Supporters of the proposal included the Business Council of New York State, the state's largest business organization, as well as many immigrant advocates who argued that immigrants, especially upstate, require licenses to get to work, care for their families and take care of everyday tasks.
WATCH: NYC immigrants react to passage of the driver's license bill
"In a time when immigrants are being scapegoated for every ill in our country, this is our opportunity for New York state to show our courage and strength and stand up for the marginalized communities," said Bronx Democrat Luis Sepúlveda, the Senate sponsor of the bill.
Republican lawmakers decried the bill, which they said would reward people who had violated federal immigration laws and possibly lead to voter fraud if immigrants use the licenses to try to register to vote.
"This is not about driver's licenses this is about law and order and the United States' right to defend the sanctity and sovereignty of our borders," said Sen. Rob Ortt, R-North Tonawanda. "We are watering down citizenship. We are cheapening what it means to be an American citizen."

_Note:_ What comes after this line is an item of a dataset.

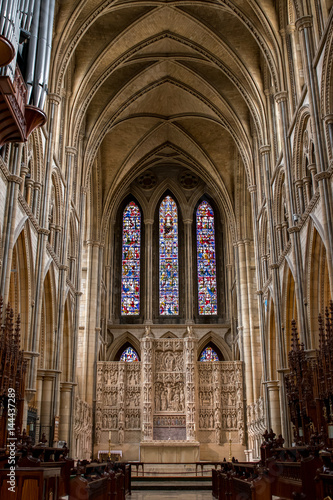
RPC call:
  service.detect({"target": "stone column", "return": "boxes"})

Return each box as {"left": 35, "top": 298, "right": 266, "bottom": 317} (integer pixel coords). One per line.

The bill passed the Democrat-led state Assembly last week.
Passage of the bill was a major victory for immigrants and immigrant advocacy groups. Scores of immigrants gathered at the state Capitol to witness Monday's vote.
Driver's licenses would be "a game changer," according to Jorge Garcia, an immigrant from Long island who said he needs a car to get to his job in a warehouse. He has two children, both of whom are legal residents, and worries about being deported if he is caught driving without a license.
"This means so much to us, to my family," he said through an interpreter. "We won't have that fear of facing a judge if you get a ticket."
Cuomo had long said he supported the measure but on Monday cast doubt on the bill's fate, saying he was concerned that U.S. immigration officials might try to obtain state driver's license data to target immigrants for deportation. He requested a legal review by the state solicitor general, who works for Attorney General Letitia James.
Supporters of the bill had dismissed Cuomo's concerns as a red herring, and James herself quickly weighed in, though she said her office wouldn't speculate on what federal authorities might do in response.
"The legislation is well crafted and contains ample protections for those who apply for driver's licenses," James wrote in a statement. "If this bill is enacted and challenged in court, we will vigorously defend it."
Following James' response, Cuomo's office announced he would sign the measure.
"Gov. Cuomo has supported this policy for over a decade," Cuomo's counsel, Alphonso David, said in a statement announcing his intentions. "The key to this bill is not the political intent but the legal effect. We hope the attorney general's assessment is correct."